Der bekannte Theatermacher Felix ist vom Schicksal gebeutelt. Er verliert erst seine Tochter Miranda, die im Alter von nur drei Jahren verstirbt. Dann geht er durch eine Intrige seiner engsten Mitarbeiter auch seiner Arbeit verlustig. Tief gekränkt leidet Felix zunächst unter großer Hoffnungslosigkeit, dann sinnt er auf Rache. Viele Jahre später leitet er unter neuem Namen mit neuer Identität die Theatergruppe einer Justizvollzugsanstalt. Durch Zufall gelangen die Verräter von damals in seine Nähe, um vor Ort der Aufführung von Der Sturm beizuwohnen. Eine willkommene Gelegenheit, die Felix gerne am Schopf greift, um dem Drama eine neue Wendung zu geben.

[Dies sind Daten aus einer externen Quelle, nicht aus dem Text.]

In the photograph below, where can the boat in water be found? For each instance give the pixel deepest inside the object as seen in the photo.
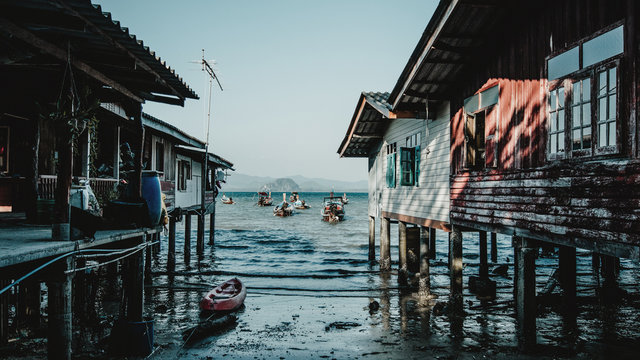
(264, 199)
(332, 209)
(227, 296)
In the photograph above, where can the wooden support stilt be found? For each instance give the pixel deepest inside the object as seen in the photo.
(424, 284)
(526, 293)
(432, 243)
(372, 238)
(402, 252)
(171, 259)
(483, 270)
(200, 235)
(134, 285)
(187, 238)
(60, 314)
(147, 261)
(494, 248)
(385, 244)
(455, 268)
(4, 313)
(567, 267)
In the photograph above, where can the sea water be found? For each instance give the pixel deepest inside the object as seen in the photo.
(310, 285)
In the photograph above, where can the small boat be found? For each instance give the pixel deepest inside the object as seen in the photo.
(227, 296)
(332, 209)
(264, 199)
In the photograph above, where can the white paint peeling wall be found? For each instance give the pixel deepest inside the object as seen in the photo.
(430, 199)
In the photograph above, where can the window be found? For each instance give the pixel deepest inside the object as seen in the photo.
(184, 174)
(391, 165)
(159, 156)
(583, 97)
(4, 149)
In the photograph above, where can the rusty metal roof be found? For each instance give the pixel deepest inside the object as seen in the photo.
(36, 32)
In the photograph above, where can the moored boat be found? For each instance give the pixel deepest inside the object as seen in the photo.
(332, 209)
(227, 296)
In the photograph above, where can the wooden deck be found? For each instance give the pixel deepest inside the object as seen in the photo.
(24, 243)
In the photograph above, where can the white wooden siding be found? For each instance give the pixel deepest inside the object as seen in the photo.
(430, 199)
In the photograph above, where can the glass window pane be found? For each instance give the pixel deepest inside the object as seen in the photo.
(612, 79)
(586, 89)
(602, 135)
(586, 114)
(561, 142)
(612, 106)
(576, 139)
(576, 117)
(603, 47)
(612, 133)
(564, 64)
(602, 109)
(602, 83)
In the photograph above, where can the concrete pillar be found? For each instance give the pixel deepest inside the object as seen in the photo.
(567, 267)
(526, 292)
(171, 259)
(402, 251)
(424, 284)
(385, 244)
(483, 270)
(200, 235)
(147, 261)
(432, 243)
(372, 238)
(134, 285)
(60, 315)
(187, 238)
(494, 248)
(4, 312)
(455, 268)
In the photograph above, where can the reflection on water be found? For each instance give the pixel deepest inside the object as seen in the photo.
(304, 274)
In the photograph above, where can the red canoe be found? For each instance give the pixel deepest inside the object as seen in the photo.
(225, 297)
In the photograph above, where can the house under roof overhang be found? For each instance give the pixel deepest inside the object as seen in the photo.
(458, 35)
(45, 35)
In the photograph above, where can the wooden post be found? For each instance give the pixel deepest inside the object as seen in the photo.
(147, 262)
(455, 268)
(60, 314)
(171, 251)
(200, 235)
(402, 252)
(526, 293)
(567, 267)
(372, 238)
(385, 244)
(432, 243)
(134, 285)
(424, 285)
(483, 270)
(494, 248)
(187, 238)
(4, 313)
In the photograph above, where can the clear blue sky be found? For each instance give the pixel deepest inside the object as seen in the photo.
(292, 72)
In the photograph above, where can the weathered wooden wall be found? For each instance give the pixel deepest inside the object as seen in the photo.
(592, 200)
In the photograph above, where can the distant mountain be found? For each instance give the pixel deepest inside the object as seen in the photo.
(242, 182)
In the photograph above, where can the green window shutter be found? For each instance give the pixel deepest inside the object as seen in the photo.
(391, 170)
(417, 164)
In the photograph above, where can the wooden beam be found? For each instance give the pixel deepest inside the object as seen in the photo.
(60, 54)
(118, 45)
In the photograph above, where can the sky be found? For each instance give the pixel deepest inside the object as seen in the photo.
(292, 72)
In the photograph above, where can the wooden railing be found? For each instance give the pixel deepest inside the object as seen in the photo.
(47, 186)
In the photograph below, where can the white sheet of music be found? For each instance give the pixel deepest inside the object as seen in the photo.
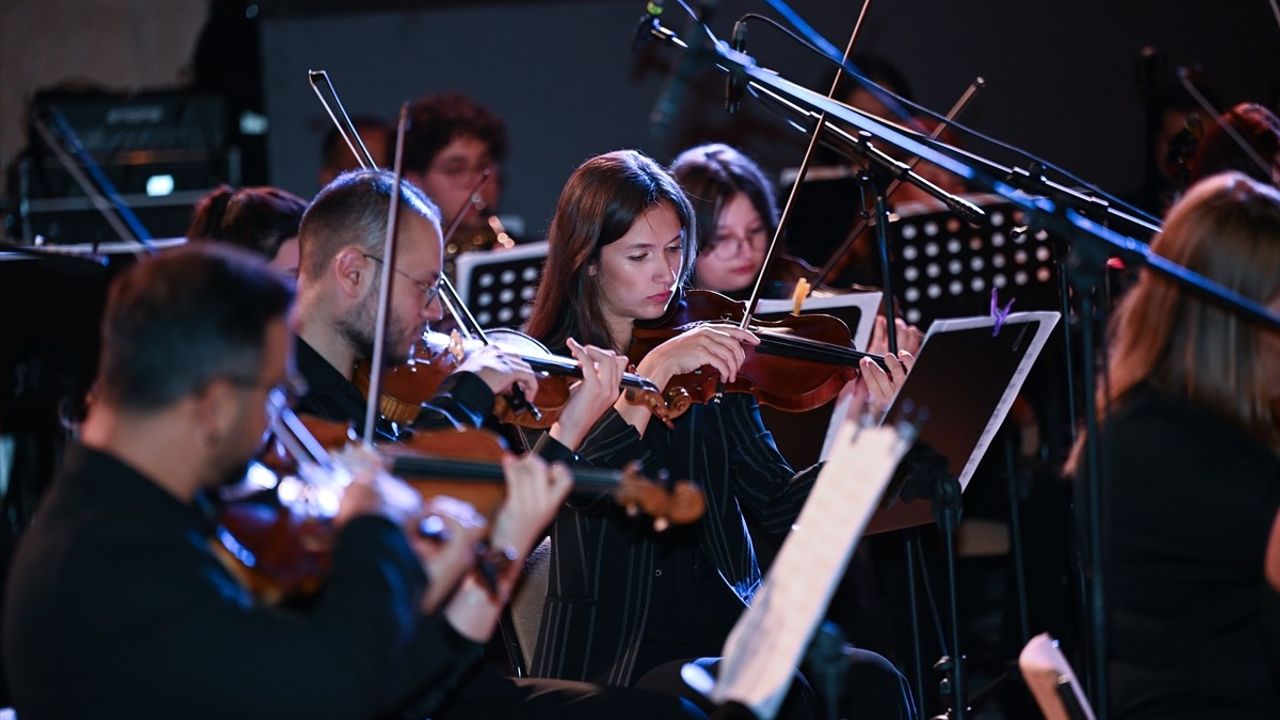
(769, 639)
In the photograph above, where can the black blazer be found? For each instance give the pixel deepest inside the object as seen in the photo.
(1189, 505)
(597, 618)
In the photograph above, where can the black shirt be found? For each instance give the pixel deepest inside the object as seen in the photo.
(118, 607)
(1189, 509)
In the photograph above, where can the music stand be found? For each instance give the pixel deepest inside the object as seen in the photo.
(945, 268)
(499, 285)
(958, 418)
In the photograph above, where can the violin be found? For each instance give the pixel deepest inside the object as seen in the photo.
(801, 361)
(282, 537)
(406, 387)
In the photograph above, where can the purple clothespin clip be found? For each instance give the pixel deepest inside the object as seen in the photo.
(997, 314)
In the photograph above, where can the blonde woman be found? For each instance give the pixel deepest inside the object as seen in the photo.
(1191, 458)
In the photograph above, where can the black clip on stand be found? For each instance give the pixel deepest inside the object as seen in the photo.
(873, 180)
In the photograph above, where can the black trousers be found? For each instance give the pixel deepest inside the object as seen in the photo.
(872, 689)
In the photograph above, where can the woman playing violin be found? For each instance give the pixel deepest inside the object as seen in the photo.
(625, 605)
(341, 240)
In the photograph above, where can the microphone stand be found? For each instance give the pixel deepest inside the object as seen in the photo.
(1064, 212)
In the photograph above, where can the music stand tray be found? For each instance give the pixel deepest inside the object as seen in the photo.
(499, 285)
(964, 382)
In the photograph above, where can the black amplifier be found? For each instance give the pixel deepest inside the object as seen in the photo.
(160, 151)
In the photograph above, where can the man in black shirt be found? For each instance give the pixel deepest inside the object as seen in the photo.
(341, 244)
(119, 607)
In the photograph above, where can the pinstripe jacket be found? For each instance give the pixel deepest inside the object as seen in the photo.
(602, 569)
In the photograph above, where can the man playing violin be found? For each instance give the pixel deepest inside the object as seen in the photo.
(341, 242)
(119, 607)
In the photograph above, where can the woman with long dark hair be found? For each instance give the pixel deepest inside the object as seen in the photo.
(263, 219)
(626, 605)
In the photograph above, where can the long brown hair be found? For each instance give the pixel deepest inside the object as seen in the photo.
(600, 201)
(1228, 229)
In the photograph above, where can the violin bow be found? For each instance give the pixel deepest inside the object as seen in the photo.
(804, 169)
(328, 96)
(384, 290)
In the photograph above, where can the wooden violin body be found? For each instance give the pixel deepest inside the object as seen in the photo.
(801, 363)
(282, 538)
(406, 387)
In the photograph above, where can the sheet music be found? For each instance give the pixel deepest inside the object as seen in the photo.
(867, 302)
(769, 639)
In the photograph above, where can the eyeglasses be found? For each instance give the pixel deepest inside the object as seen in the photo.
(464, 176)
(428, 290)
(728, 247)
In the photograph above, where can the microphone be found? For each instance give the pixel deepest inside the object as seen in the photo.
(672, 95)
(734, 82)
(648, 24)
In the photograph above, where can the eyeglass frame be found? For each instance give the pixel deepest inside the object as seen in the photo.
(429, 291)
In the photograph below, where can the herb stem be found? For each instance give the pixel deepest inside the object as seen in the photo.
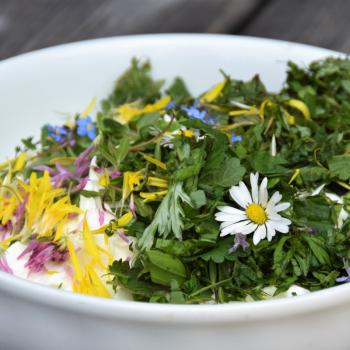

Zentrale Themen von Shakespeares Drama, wie etwa Gefangenschaft, Rache und Magie, werden von Atwood literarisch gekonnt aufgegriffen und vielfach auf originelle Wese in einen illustren Romanplot übersetzt. Vielen der Figuren, wie etwa der Miranda, gewinnt Atwood dabei neue Seiten ab. Auch der Kniff, dass sich die Charaktere durch ihre Inszenierung von Shakespeares Drama intensiv selbst mit den Figuren des Stückes auseinandersetzen, gelingt. Insbesondere die Gedankenwelt und Sprache der Gefängnisinsassen erscheint recht authentisch, wenn sie sich damit auseinandersetzen, welche Rolle sie denn nun eigentlich spielen wollen und wie sich das Drama fortsetzen könnte. Liebhaber von Shakespeares Der Sturm kommen hier voll auf ihre Kosten.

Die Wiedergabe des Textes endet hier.